Monday, November 24, 2008

New small-business center ready to hatch

[Source: Joe Ferguson, Arizona Daily Sun] - The first home for what Flagstaff officials hope will be the next generation of businesses focusing on clean energy and technology officially opened Tuesday on McMillan Mesa.

The 10,000 square-foot, state-of-the art facility, known as the Northern Arizona Center for Emerging Technologies, will serve as a small-business incubator for entrepreneurs and startups. NACET will focus on high-tech, science-based businesses as well as renewable energy firms.
Gov. Janet Napolitano was one of several politicians who hailed the incubator as a step to diversify the local economy and support fledgling businesses. She touched on the current economy, saying Arizona needs to reduce its dependence on industries like home construction prone to boom and bust cycles.

“I think in Arizona we have seen why it is that we must continue to plant the seeds of diversifying ... so that we are not overly dependent on one industry such as construction. We have been through several construction cycles now since I’ve been governor, each one worse than one before. We always come out, but they are very difficult to go through,” Napolitano told reporters.

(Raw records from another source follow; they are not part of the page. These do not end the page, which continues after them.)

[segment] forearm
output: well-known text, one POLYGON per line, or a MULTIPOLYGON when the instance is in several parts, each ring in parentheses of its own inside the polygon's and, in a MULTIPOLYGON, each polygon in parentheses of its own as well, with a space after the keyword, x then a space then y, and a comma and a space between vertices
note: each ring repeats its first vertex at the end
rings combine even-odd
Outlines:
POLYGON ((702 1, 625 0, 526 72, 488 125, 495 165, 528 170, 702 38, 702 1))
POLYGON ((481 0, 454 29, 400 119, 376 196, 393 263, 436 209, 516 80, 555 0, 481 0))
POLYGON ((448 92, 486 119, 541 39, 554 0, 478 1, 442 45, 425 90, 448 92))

She said she was pleased to see a new incubator that will benefit communities in northern Arizona.

“One of our chief goals is to keep improving education, workforce development and projects such as NACET right here in Flagstaff. To keep diversifying the economy and to do it outside of Maricopa County,” Napolitano said.

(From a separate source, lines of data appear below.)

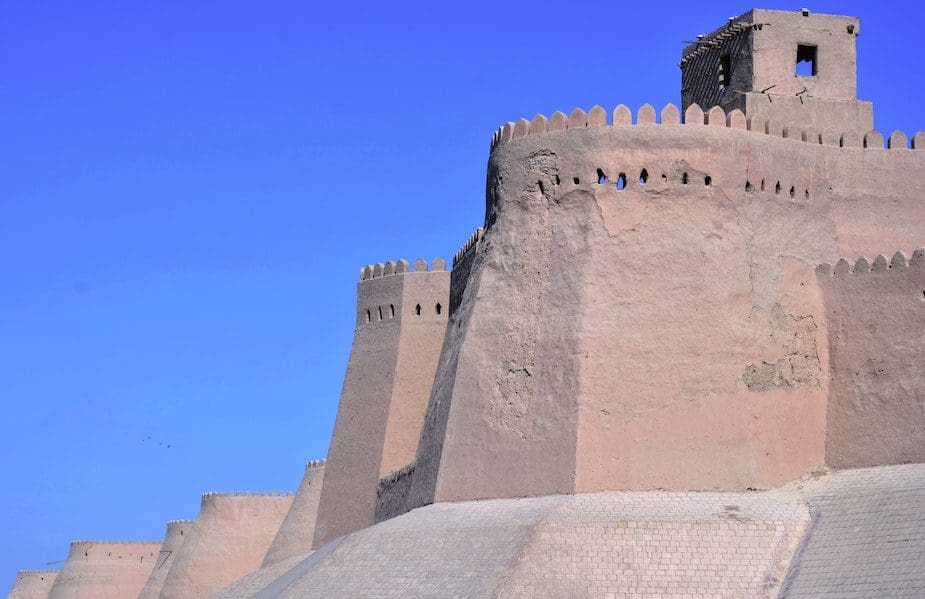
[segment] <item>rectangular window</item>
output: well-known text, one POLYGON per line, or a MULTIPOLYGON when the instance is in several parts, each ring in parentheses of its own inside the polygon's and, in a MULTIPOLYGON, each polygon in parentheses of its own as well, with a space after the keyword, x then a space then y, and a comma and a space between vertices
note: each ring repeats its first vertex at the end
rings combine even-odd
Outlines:
POLYGON ((797 77, 815 77, 816 68, 816 46, 797 44, 797 77))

One of the incubator’s first tenants is SenesTech, a fledgling biotechnology company started six years ago by NAU alum Loretta Mayer.

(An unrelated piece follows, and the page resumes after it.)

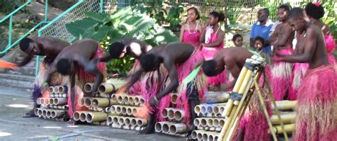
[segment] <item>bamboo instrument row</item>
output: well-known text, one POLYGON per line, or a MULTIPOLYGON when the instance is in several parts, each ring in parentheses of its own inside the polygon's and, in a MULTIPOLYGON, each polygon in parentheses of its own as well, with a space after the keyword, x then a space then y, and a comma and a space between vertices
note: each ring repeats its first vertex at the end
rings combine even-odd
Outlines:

The company has one of the largest presences in the incubator, with several employees working out of a total of seven labs and offices.

The company is working on manufacturing a nontoxic alternative to the poisons currently used to keep rice-field rats under control.

The company recently signed a contract with the Australian government to produce the compound. Senestech hopes to have a marketable product with the next two years, according to NACET.

Local businessman Lavelle McCoy said he has been working on establishing a business incubator in Flagstaff for eight years. He currently serves as the chairman of NACET’s board of directors.
McCoy was proud of the new building but said it’s the companies that are the future of northern Arizona.

“This is more than just a facility. The facility is an instrument. What really matters is what we are going to accomplish going forward,” McCoy said.

The incubator was nearly scrapped by NAU a few years ago when increases in the cost of construction materials caused the university to scale back the project to half its originally planned size — 5,000 square feet.

The Flagstaff City Council then stepped in to take the lead on the incubator using a federal grant from the Economic Development Administration to help build the facility on city land adjacent to the USGS campus.

NACET will also be the home to Northern Arizona University’s tech-transfer office, which will help the school develop and commercialize inventions made by NAU faculty.

The agreement will be more efficient than the previous agreement NAU had with the Valley-based Arizona Science and Technology Enterprises.

NAU President John Haeger said NACET will be “economic breadbasket” for the local economy in the future.

Andy Kruse, a co-founder of Southwest Windpower, said he could have used the support now offered by NACET back in 1987. Back then, he and co-founder David Calley were tinkering in his garage with a prototype wind turbine using a modified Ford alternator.

At the time, the closest place the would-be entrepreneurs could go for help was the Small Business Administration in Phoenix.

“When we started out, the SBA was the place to go for small businesses to try and get advice and to build your businesses. But it was in Phoenix,” Kruse said. “It was really difficult starting out because we didn’t have any of the tools and we probably made more mistakes than we would have if we had NACET here back then. We would have probably been bigger by now.”

Joe Ferguson can be reached at 556-2253 or

Companies currently at NACET
— Ambature LLC, is developing a new class of materials that improve the efficiency of power distribution while reducing electricity consumption.
— Algae Biosciences Corporation discovers, develops, produces, manufactures, and markets products that originate from marine and fresh water organisms.
— Foresight Wind Energy develops wind energy sources throughout the West.
— Keya Earth focuses on sustainable development strategies for Native American communities.
— SenesTech specializes in reproductive physiology. Specifically, nonsurgical methods for controlling reproduction in rodent and wildlife populations.
— Quantance, a semiconductor startup, has developed and patented technology innovations in radio frequency transmission efficiency that significantly increases signal power while requiring less battery power.
— SunWind Solutions produces web-based software for designing renewable energy systems.
Companies affiliated with NACET
— Abineau Communications is a boutique digital communications company that develops fixed and mobile wireless applications.
— Arizona High Spirits Distillery/Mogollon Brewing Company has launched a number of sustainable-technology initiatives related to the production of beer and high-end, distilled consumer products.
— Density Investments develops planning strategies that are designed to address urban sprawl using unique products.
— Motor Excellence is developing a disruptive electric motor and generator technology with broad potential applications.
— Visible Energy provides customer-friendly monitoring services that reduce energy usage and costs.